HSBC, CICC among major financial firms calling bottom on China stocks after Beijing moves to soothe investors
- ‘Given the policy bottom is in place, the market bottom is in sight’
- Exodus of overseas funds might be over after foreign investors sold US$8 billion of Chinese yuan-traded stocks this month, CICC says
Some of China’s top investment banks and money managers have started to call a bottom on the world’s second-largest stock market, after Beijing reassured investors by pledging more measures to bolster the economy and stocks, and the US Federal Reserve started to raise borrowing costs as anticipated.
China International Capital Corporation (CICC) said that a huge sell-off was already over and that the market had moved to the stage of building up from the bottom, while Huaxi Securities said that stocks would start to rebound from where they were currently. HSBC’s local fund management venture had also become optimistic about stocks, citing policy support and easing of headwinds that have weighed on sentiment, and HFT Investment Management said that the 25 basis-point increase in US interest rates had removed a major market hangover.
China’s stocks have been on a wild ride over the past week, with panic selling and regulatory talks jolting the market. The benchmark Shanghai Composite Index fell to a two-year low before Vice-Premier Liu He said in a financial stability meeting on Wednesday that the government would roll out more measures to bolster growth, defuse the risk in the property market and stabilise stocks. Just hours later, the China Securities Regulatory Commission (CSRC), the stock market watchdog, responded to Liu by encouraging listed companies to buy back shares and asset management firms to subscribe to their own fund units. The CSRC also said that it had moved to resolve the delisting risk of Chinese companies trading in the US, a key concern that had spurred recent selling by foreign investors.
“That’s a set of policies that is helpful to repair the over-pessimistic sentiment among investors,” said Li Lifeng, a strategist at Huaxi Securities in Shanghai. “Given the policy bottom is in place, the market bottom is in sight.”
The Shanghai Composite will bottom out at a range of 3,000 to 3,100 and start a rebound, and its sustainability will rest on the magnitude of Beijing’s stabilising measures, the pace of the Fed’s tightening and geopolitical developments, Li said.
The index rose 1.2 per cent to 3,251.07 at the close on Friday, rebounding 6 per cent after hitting a two-year low of 3,063.97 on Tuesday. It remains 11 per cent down this year and is among the worst performing major markets in Asia, as investors are wary of a slowdown in growth, a flare-up in the pandemic that has rattled the country’s biggest cities, and potential runaway inflation amid Russia’s invasion of Ukraine.
An exodus of overseas funds might have already come to a halt after foreign investors sold a combined 50.8 billion yuan (US$8 billion) of Chinese yuan-traded stocks this month, CICC said.

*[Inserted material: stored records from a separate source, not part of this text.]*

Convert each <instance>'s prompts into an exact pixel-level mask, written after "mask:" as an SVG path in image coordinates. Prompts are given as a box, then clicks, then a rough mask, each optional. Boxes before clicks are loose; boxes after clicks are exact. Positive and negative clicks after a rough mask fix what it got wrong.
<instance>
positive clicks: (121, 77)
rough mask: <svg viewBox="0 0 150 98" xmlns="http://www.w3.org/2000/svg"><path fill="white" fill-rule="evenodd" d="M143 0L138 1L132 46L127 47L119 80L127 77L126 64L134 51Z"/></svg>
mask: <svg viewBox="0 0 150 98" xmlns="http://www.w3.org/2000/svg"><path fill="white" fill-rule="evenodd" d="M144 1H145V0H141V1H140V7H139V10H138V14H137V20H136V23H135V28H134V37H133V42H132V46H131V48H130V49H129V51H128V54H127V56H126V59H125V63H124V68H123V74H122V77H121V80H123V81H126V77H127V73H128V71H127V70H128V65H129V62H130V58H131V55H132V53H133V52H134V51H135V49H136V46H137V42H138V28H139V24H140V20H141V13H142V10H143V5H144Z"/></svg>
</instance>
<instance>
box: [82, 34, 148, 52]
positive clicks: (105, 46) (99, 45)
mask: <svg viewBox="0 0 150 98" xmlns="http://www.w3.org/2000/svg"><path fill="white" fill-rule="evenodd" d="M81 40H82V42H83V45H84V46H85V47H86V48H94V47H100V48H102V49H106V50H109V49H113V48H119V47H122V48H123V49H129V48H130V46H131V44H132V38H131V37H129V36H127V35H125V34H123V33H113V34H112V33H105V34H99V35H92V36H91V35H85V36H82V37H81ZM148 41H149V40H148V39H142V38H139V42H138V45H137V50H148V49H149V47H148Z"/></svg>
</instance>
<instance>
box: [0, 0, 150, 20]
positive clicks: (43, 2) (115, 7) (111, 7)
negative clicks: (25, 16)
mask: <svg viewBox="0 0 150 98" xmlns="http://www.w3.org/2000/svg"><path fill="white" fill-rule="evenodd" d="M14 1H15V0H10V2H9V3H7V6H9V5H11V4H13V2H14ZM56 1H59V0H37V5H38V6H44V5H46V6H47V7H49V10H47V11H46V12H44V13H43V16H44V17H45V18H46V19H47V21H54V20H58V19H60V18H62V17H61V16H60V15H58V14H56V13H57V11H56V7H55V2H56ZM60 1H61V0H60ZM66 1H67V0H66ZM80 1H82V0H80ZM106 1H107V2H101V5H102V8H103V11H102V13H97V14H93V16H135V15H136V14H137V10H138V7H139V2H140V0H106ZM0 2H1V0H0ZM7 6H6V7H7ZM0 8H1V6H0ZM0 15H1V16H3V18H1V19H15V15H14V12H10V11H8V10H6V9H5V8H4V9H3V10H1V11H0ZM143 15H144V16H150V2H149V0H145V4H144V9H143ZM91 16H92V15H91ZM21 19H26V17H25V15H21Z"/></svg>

Vice-Premier Liu’s veiled reference to a softened stance when it came to Beijing’s regulatory crackdown and a pledge to stabilise Hong Kong’s stock market have largely allayed concerns among global fund managers, the investment bank said.
“The phase of rapid declines may already be over and the market may move into a pattern of consolidation, with shrinking turnovers,” CICC said in a report dated March 16. “While the market will still face twists and turns amid uncertainty such as geopolitics, stagflation, the pandemic and China-US relations, opportunities override risks in the long-term point of view.”
China will stick to policy loosening to shore up growth, as the Fed’s measured interest-rate increase last week reduces the risk from a divergence in monetary policy between the world’s two biggest economies, said HFT Investment, a Shanghai-based asset management firm that oversees US$21.7 billion in assets. An increase in US interest rates typically triggers outflows of capital seeking higher returns from emerging markets like China, leaving less room for their monetary policies.
Investors should, however, remain vigilant about the risk of a faster pace of tightening by the Fed, whose dot plots suggest seven rate hikes this year and another four in 2023 in a more aggressive move to curb inflation that is at a four-decade high, said Shen Chao, a strategist at HSBC Jintrust Fund Management.
By valuation standards, Chinese stocks, whether onshore or offshore, are a “buy”, according to Montreal-based research firm Alpine Macro. The CSI 30 Index of the biggest stocks on the mainland’s exchanges trades 15.6 times earnings, its cheapest level in almost two years, while the Hang Seng Tech Index of the likes of Alibaba Group Holding and Tencent Holdings is valued at 10.8 times, near a record low, according to Bloomberg data.
“With these stocks trading at such depressed levels, we believe it is too late to sell. There are greater odds of prices moving higher than lower beyond near-term volatility,” said Yan Wang, a China strategist at Alpine Macro. “However, some catalysts may be needed to restore market confidence, such as increasing share buybacks, major investment by China’s state investors or signs of US-China rapprochement on both the economic and geopolitical fronts.”